If you want to execute .NET assembly’s from a network share (as an example) you need to increase permissions for this file. Per default you are only allowed to execute local .NET assemblies.
You uniquely identifying a .NET assembly by added a “Strong Name”. A “Strong Name” consists of the public key token, culture, version and PE file name. To sign a .Net assembly with a “Strong Name” you need the sn.exe utility from a MS SDK (for example the MSI SDK) and the caspol.exe utility from .NET v2.

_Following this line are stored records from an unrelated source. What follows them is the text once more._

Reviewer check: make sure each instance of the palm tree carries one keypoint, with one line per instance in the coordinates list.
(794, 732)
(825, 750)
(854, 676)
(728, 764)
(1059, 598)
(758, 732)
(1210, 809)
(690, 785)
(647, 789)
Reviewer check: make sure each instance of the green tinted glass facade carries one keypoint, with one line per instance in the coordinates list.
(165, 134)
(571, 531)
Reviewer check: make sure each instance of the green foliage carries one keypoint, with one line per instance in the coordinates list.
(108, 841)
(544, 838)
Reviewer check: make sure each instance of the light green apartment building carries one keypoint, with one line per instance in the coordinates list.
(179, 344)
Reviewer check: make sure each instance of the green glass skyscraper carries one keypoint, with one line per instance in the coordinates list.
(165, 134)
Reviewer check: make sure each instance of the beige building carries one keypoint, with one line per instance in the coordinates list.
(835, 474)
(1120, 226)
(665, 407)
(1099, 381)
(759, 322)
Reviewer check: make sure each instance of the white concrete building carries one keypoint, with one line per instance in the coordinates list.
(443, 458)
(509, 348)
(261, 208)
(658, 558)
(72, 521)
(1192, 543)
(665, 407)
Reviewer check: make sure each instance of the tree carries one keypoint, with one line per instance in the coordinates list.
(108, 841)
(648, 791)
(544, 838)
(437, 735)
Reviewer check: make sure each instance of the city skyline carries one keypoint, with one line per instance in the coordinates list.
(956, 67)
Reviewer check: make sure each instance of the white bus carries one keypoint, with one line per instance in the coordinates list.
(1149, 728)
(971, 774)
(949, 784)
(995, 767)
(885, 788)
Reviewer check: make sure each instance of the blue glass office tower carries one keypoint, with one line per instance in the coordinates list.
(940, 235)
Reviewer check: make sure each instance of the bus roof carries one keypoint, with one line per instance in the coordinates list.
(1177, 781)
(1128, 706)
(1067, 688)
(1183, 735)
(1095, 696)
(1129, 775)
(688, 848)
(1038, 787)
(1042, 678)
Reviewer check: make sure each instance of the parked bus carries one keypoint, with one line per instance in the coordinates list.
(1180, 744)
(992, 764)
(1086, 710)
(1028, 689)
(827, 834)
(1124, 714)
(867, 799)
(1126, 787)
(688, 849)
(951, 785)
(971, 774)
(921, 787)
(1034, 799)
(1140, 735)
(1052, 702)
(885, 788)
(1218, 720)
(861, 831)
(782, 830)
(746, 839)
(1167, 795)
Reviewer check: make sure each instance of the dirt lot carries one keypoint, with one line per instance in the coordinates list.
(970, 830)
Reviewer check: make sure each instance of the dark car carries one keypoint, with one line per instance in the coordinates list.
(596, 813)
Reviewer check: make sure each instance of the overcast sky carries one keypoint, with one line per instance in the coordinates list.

Step-by-Step guide to sign a .NET assembly with an strong name:
1. Generate a new key pair:
> sn.exe -k keypair.snk
2. Extract the public key:
> sn.exe -p keypair.snk pkey.pub
3. disassembly a.NET assemby:
> ildasm.exe YourFile.exe /out:YourFile.il
4. re-assembly the.NET assembly and sign it with an “Strong name“:
> ilasm.exe YourFile.il /KEY: keypair.snk
5. check the file, is it signed now?:
> sn.exe -vf YourFile.exe
You may add now the public key of our strong name to the local machine. But first we need to know the public key (as hex value):
> sn.exe -tp pkey.pub
Now we add the strong name to our workstation:
> caspol.exe -machine -addgroup 1 -strong -hex 002400000... -noname -noversion FullTrust -n "GROUP-NAME" -description "DESCRIPTION"
The default “caspol.exe” directory is C:WindowsMicrosoft.NETFrameworkv2.0.50727. To verify the .NET permissions use those two commands:
> caspol.exe -ld (list description)
> caspol.exe -lg (list groups)
The advantage using strong names .NET assembly is, you are certain that the assembly is NOT modified and you might increase the permission for this assembly (may run directly from a share).
Another approach (but less secure) to increase .NET permissions is to add an URL as identifier:
> caspol.exe -machine -addgroup 1 -url \serversharepath* FullTrust -n "GROUP-NAME" -description "DESCRIPTION"
Group 1 (-addgroup 1) is the root code group.